During the past fiscal year, Gillette paid $2,717,741 to NetJets, Inc., a subsidiary of Berkshire Hathaway Inc., for the cost of Gillette’s use of an aircraft. Berkshire Hathaway Inc. is a five-percent beneficial owner. Mr. Buffett has been Chairman and Chief Executive Officer of Berkshire Hathaway Inc. for more than 34 years.

The Company has engaged Marsh & McLennan Companies (“MMC”) to provide insurance brokerage services and Mercer, a subsidiary of MMC, to provide compensation and benefit plan services at a cost of $1,041,473 and $1,256,000, respectively. Mr. Groves is Senior Advisor of Marsh Inc., a subsidiary of MMC.

4/12/2004 Proxy Information

Alfred M. Zeien served as Chairman and Chief Executive Officer of The Gillette Company from February 1991 to April 1999. He joined Gillette in 1968 and held various positions with Gillette, including President and Chief Operating Officer.

During the past fiscal year, Gillette paid $1,708,133 to NetJets, Inc., a subsidiary of Berkshire Hathaway Inc., for the cost of Gillette's use of an aircraft.

During 2003, Mr. Jacobi received director fees totaling $11,170 for his services as a director of Braun GmbH, a Gillette subsidiary. Mr. Jacobi has resigned from the Board of Braun GmbH, effective May 2004.

4/4/2003 Proxy Information

Gillette entered into an agreement with Berkshire Hathaway Inc. on July 20, 1989. Under the agreement, Berkshire Hathaway purchased $600 million of Gillette's convertible preferred stock, which was converted to common stock in 1991. At the time of the agreement, management consulted with independent advisors concerning the terms of the agreement and determined that the terms were fair to Gillette. In light of Warren Buffett's decision to step down from the Board after the Annual Meeting of Shareholders in May 2003, Gillette and Berkshire Hathaway amended the agreement as follows:

- The time period for Gillette to exercise its right of first offer in the event Berkshire Hathaway wishes to sell its Gillette stock in a market transaction, other than in response to a tender or exchange offer, has been reduced from 10 business days to three business days.

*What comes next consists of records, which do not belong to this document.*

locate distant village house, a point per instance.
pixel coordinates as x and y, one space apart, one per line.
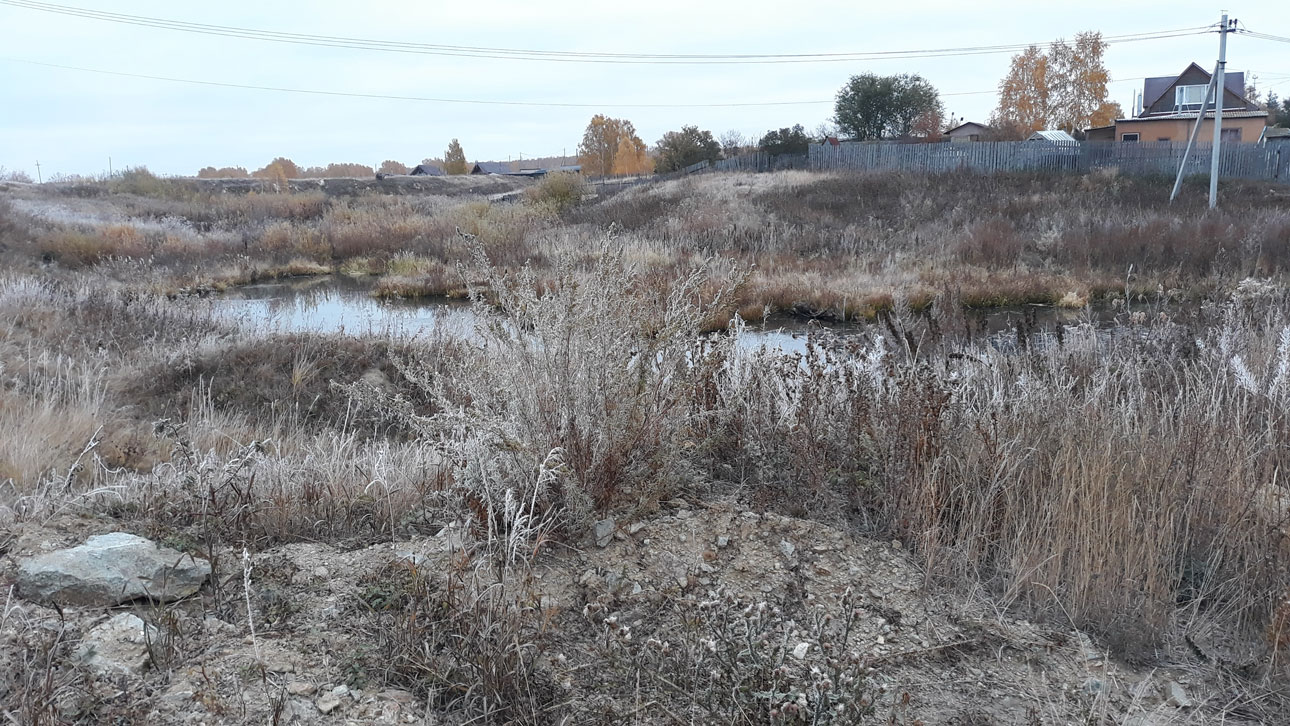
1169 107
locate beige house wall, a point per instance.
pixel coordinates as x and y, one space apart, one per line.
1179 129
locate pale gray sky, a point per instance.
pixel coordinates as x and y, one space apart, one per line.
71 121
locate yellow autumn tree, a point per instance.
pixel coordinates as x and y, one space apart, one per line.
1023 94
1077 81
631 156
601 142
454 159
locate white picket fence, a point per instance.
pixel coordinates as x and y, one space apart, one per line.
1237 160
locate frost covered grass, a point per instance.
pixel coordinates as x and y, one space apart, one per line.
1122 479
839 246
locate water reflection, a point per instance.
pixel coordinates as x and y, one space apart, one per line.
345 304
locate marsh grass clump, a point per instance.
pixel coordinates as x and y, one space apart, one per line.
557 192
575 393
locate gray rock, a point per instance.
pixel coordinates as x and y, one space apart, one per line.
604 531
110 569
327 703
118 645
1177 695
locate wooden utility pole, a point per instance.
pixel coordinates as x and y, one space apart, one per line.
1223 29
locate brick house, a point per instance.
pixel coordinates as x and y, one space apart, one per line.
1170 105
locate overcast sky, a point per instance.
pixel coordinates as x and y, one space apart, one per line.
72 120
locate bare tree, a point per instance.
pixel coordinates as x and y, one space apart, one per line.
733 143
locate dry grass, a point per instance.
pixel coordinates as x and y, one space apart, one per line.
1121 479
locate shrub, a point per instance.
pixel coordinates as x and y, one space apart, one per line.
557 191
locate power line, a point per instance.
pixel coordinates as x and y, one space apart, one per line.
463 101
1264 36
421 98
555 56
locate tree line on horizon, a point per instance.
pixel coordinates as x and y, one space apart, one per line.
1063 87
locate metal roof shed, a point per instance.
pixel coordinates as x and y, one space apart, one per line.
1053 136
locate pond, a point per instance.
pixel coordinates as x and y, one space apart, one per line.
345 304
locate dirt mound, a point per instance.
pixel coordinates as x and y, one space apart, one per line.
694 615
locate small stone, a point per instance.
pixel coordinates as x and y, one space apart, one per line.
279 664
118 645
604 533
327 703
1177 695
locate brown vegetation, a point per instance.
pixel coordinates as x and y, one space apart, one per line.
1120 480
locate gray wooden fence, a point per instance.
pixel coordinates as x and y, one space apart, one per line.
1237 160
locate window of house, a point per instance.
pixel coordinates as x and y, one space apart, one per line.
1190 97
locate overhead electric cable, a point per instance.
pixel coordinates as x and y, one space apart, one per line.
555 56
422 98
466 101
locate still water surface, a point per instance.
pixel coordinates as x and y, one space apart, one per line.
345 304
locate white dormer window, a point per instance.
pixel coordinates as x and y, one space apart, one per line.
1190 97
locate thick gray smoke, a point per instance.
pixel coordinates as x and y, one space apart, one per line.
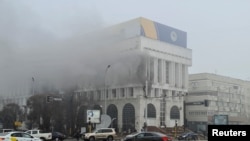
57 52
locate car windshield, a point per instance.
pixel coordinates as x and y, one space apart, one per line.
3 134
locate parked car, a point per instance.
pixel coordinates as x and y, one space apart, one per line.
40 134
147 136
108 134
188 136
17 136
58 136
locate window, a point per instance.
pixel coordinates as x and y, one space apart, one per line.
167 72
151 111
131 92
174 113
159 71
122 92
114 93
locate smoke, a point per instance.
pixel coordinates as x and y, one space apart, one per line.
54 46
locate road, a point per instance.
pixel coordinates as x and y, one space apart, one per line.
73 139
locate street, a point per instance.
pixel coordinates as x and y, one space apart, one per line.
118 139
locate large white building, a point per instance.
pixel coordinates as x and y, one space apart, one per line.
159 79
227 101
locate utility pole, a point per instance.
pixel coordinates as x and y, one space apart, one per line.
146 106
105 89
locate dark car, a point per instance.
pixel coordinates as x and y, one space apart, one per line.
188 136
58 136
147 136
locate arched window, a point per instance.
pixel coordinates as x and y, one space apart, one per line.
174 113
113 113
151 111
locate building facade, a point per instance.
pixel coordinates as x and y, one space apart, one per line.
155 86
216 99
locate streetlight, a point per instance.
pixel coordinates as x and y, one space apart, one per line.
105 93
112 122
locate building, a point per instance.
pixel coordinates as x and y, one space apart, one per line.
156 74
216 99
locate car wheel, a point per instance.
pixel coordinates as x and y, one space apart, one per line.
110 138
91 139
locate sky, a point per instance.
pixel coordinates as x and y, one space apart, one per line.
38 38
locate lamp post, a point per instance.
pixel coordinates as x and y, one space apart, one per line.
105 90
112 122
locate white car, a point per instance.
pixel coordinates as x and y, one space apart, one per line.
17 136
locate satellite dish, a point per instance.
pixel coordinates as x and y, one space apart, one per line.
105 122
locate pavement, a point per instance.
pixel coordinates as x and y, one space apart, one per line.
118 139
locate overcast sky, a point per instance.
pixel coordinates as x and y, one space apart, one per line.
218 32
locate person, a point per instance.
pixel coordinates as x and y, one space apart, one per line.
77 134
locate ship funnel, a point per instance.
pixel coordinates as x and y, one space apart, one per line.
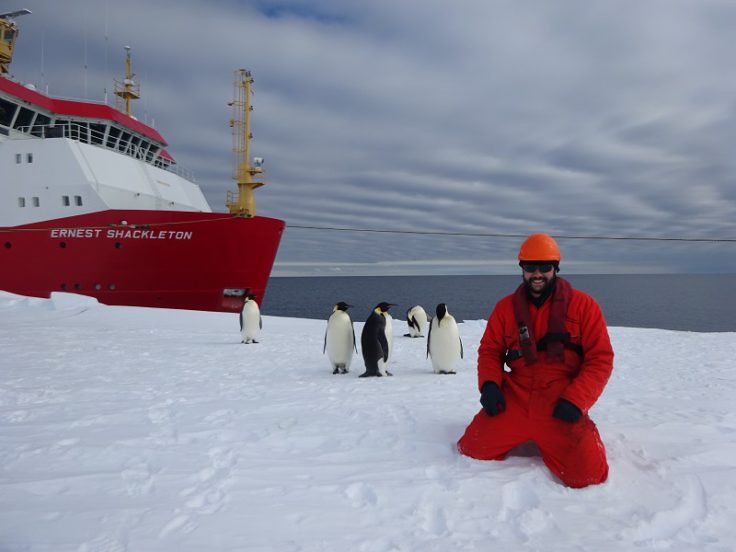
8 36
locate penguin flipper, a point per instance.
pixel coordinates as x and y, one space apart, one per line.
429 336
384 345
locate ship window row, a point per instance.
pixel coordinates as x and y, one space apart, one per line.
35 201
66 201
110 136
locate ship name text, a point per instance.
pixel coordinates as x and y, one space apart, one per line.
120 233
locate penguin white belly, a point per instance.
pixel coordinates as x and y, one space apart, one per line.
340 342
420 320
389 338
444 345
251 319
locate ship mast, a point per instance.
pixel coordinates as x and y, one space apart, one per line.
244 204
128 89
8 35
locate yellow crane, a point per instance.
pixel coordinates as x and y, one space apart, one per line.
8 35
244 204
128 89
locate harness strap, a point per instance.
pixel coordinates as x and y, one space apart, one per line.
564 338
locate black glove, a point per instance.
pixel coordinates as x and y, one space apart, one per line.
566 411
492 399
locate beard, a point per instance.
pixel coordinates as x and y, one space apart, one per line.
539 285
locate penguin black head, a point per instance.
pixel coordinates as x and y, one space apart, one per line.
441 311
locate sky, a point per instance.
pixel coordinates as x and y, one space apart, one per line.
480 121
154 430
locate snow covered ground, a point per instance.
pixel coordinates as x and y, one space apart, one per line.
131 429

- If Gillette does not exercise its right of first offer, Berkshire Hathaway can sell the offered stock at any price during the ensuing 90 days, provided that Berkshire Hathaway is not aware that the ultimate beneficial owner of the stock being sold is a person or group which, as a result of the sale (other than in a tender or exchange offer), will own more than 3% of Gillette stock.

- There is an overall limit on sales by Berkshire Hathaway of no more than 3% of Gillette's outstanding stock in any 90-day period, except in a tender or exchange offer.

- Berkshire Hathaway does not have a right to appoint a director.

During the past fiscal year, Gillette paid $1,411,106 to Executive Jet, Inc., a subsidiary of Berkshire Hathaway, for the cost of Gillette's use of an aircraft.

During 2002, Mr. Jacobi received director fees totaling $4,768 for his services as a director of Braun GmbH, a Gillette subsidiary.